20 juin 2019
Batteur au sein d’un groupe de métal francophone
Le côté « thrash » de Guillaume Leblanc
Par: Maxime Prévost Durand

Le Maskoutain Guillaume Leblanc (à droite) fait partie du groupe de métal francophone Thrash La Reine en compagnie d’Anthony Domm-Bélisle et de Renaud Baril. Photo gracieuseté

Dans la vie de tous les jours, le Maskoutain Guillaume Leblanc est coordonnateur aux ventes au COURRIER, il est un père de famille et un conjoint. Ce que bien peu de gens savent, c’est qu’il est aussi le batteur d’un groupe de métal francophone en compagnie de ses amis montréalais Renaud Baril et Anthony Domm-Bélisle. Ensemble, ils forment Thrash La Reine.

Le trio vient tout juste de lancer à la fin mai un premier EP officiel, intitulé La foi, la loi, la croix, disponible sur Bandcamp. Celui-ci comprend six chansons, dont « Le rédempteur », « Pourchasser le dragon » et « Du sang sur les plaines ».

Mélangeant power metal et punk, avec des lignes vocales mélodiques, Thrash La Reine regroupe un peu toutes ses influences dans sa musique, qu’il s’agisse de Judas Priest et Metallica ou d’Anonymus et les Vulgaires Machins.

« J’ai déjà eu les cheveux longs, dit en riant Guillaume Leblanc, dans une entrevue à laquelle étaient également présents les autres membres du groupe, lundi, avant un spectacle qu’ils allaient donner à Québec. J’ai toujours aimé le métal, même si les groupes pour lesquels j’ai joué avant étaient plus pop rock. »

C’est d’ailleurs dans un groupe précédent, qui s’appelait Effet Domino, qu’il a fait la rencontre d’Anthony. Le frère de Renaud faisait également partie de cette formation pop rock francophone. Au fil des années, Guillaume a par la suite fait partie d’un groupe de reprises de Nirvana avec Anthony et Renaud. « Ils avaient déjà Thrash La Reine, qui avait un autre nom à l’époque, et leur batteur venait de partir, donc je me suis joint à eux », poursuit celui qui a étudié en percussion classique au Cégep de Drummondville.

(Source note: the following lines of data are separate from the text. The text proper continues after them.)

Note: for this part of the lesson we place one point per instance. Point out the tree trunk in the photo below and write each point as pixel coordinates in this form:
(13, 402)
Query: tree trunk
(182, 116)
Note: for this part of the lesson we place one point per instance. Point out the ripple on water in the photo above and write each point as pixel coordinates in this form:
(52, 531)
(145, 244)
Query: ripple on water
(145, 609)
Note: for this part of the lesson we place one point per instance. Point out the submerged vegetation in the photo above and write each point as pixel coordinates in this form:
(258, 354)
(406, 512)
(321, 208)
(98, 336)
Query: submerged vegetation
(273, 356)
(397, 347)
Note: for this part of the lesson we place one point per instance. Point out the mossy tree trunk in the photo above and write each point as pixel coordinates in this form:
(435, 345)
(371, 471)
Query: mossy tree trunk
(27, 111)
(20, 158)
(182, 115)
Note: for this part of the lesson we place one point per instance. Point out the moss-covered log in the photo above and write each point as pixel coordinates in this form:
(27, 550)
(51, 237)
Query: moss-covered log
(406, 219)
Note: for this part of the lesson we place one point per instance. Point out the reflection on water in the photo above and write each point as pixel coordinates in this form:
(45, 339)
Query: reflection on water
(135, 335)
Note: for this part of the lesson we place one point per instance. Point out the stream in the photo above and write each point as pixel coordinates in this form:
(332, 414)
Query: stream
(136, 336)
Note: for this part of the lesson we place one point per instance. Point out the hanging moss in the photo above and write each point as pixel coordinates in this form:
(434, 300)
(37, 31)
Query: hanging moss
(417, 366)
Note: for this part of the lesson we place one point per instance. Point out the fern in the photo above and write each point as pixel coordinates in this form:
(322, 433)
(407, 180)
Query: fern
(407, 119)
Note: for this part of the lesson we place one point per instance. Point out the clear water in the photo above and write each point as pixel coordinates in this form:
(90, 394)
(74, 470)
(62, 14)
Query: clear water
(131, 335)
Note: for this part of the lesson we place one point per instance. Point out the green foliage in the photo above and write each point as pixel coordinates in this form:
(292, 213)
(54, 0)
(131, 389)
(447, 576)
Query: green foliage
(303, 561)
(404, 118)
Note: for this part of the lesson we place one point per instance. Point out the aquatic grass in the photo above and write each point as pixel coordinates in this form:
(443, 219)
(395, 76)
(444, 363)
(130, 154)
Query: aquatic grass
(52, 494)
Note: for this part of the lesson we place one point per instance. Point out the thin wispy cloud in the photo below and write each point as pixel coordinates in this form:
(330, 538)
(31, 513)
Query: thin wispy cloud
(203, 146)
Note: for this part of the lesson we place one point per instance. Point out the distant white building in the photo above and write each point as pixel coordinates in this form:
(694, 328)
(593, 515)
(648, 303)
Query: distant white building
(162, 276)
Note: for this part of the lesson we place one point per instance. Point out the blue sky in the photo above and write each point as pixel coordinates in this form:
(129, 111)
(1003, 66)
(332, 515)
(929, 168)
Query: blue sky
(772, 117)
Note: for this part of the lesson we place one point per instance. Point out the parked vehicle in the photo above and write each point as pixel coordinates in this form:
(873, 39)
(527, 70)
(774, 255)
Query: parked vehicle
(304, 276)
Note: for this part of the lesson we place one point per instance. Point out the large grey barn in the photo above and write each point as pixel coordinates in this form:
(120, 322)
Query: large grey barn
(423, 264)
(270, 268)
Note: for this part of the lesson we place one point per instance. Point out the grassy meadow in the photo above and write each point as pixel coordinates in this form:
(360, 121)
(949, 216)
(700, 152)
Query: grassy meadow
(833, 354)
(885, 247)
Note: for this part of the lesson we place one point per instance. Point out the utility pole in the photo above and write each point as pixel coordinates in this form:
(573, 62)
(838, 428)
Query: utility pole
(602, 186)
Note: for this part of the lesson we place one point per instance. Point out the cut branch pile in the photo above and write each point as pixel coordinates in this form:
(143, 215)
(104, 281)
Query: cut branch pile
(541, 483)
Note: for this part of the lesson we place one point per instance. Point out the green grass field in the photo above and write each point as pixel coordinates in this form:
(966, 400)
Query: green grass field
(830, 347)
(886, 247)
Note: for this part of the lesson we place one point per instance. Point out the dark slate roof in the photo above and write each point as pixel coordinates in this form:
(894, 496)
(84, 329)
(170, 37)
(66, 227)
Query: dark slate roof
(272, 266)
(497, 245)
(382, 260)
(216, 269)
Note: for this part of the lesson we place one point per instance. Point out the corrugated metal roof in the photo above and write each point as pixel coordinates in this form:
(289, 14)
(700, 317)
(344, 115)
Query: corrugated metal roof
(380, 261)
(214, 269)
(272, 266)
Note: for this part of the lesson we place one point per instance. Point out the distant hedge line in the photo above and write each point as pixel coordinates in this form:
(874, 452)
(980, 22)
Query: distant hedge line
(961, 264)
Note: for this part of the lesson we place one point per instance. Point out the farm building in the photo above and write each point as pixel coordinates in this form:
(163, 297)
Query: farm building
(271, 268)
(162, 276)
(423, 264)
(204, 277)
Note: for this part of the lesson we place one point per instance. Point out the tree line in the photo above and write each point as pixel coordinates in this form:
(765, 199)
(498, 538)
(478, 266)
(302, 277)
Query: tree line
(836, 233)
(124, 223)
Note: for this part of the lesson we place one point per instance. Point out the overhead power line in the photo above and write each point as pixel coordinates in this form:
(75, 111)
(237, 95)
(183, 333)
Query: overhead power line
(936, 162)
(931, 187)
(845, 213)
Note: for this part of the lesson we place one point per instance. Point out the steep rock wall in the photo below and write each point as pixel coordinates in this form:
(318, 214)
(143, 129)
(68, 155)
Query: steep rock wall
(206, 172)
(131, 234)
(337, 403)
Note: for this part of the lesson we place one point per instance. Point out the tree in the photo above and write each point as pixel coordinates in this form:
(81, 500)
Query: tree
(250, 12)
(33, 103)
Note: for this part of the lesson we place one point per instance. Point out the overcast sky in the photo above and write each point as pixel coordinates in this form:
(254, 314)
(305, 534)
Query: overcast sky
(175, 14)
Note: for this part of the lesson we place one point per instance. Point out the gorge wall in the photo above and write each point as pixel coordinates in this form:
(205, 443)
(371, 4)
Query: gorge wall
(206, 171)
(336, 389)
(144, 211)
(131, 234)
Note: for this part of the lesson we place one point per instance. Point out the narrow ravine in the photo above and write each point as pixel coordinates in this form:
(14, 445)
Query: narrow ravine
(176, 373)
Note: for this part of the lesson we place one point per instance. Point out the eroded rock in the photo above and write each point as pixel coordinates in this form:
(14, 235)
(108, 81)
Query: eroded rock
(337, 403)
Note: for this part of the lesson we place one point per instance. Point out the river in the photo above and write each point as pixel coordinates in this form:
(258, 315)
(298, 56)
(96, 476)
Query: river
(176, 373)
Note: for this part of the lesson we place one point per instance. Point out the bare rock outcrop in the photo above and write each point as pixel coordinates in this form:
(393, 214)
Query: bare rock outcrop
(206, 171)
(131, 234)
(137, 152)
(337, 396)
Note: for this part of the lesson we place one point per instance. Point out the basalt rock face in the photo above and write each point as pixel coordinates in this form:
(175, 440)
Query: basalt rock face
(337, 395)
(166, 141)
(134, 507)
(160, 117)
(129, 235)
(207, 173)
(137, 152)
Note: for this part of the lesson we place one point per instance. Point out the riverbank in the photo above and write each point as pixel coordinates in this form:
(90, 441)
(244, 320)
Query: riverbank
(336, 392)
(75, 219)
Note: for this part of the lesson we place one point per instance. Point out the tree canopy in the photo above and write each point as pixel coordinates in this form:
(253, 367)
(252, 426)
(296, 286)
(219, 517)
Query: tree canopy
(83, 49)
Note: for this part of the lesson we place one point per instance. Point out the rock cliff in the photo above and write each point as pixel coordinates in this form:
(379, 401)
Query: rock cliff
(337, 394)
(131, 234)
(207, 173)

Dans l’esprit de Thrash La Reine – ça s’écrit bien avec deux « h », il faut consulter la foire aux questions de leur site Internet pour tout comprendre de la signification de leur nom -, chaque chanson se veut en quelque sorte un regard sur la société dans laquelle on vit ou sur notre histoire.

« Les thématiques abordées sont assez variées, mais on essaie de ne pas être trop sérieux. Il y a un côté ludique aux chansons. “Pourchasser le dragon” parle de l’addiction aux jeux vidéos, puis on a une autre chanson qui est sur les Plaines d’Abraham », donne en exemple le Maskoutain.

Même si la scène du métal est bien vivante au Québec, rares sont ceux qui le font dans la langue de Molière. « C’est un défi parce qu’on n’a pas tant de références que ça, estime le chanteur et guitariste, Renaud Baril, qui écrit l’ensemble des paroles. Au Québec, il y a Anonymus qui est bien connu, mais ça reste un territoire un peu inexploité et ça fait qu’on se démarque. »

Afin de s’assurer que le défi soit bien relevé, Thrash La Reine a fait appel à l’ingénieur de son Pierre Rémillard, fort respecté sur la scène métal et punk rock québécoise. « On voulait travailler avec lui parce qu’on considérait que c’était la meilleure personne pour nous aider à ce que ça sonne métal tout en incorporant le côté francophone », soutient Anthony Domm-Bélisle.

Une grande célébration de métal francophone, à laquelle participera Thrash La Reine, se tiendra d’ailleurs dimanche soir aux Katacombes, à Montréal, dans le cadre des festivités de la Saint-Jean-Baptiste. « Des partys de la Saint-Jean, il y en a plein, mais souvent, c’est plus de la musique rock ou festive. Nous, ça va être une soirée métal pour ceux qui ont aussi une fibre patriotique », affirme Guillaume Leblanc. En plus de jouer tout son répertoire, Thrash La Reine promet quelques surprises, dont une version revue de la pièce « Au chant de l’alouette ».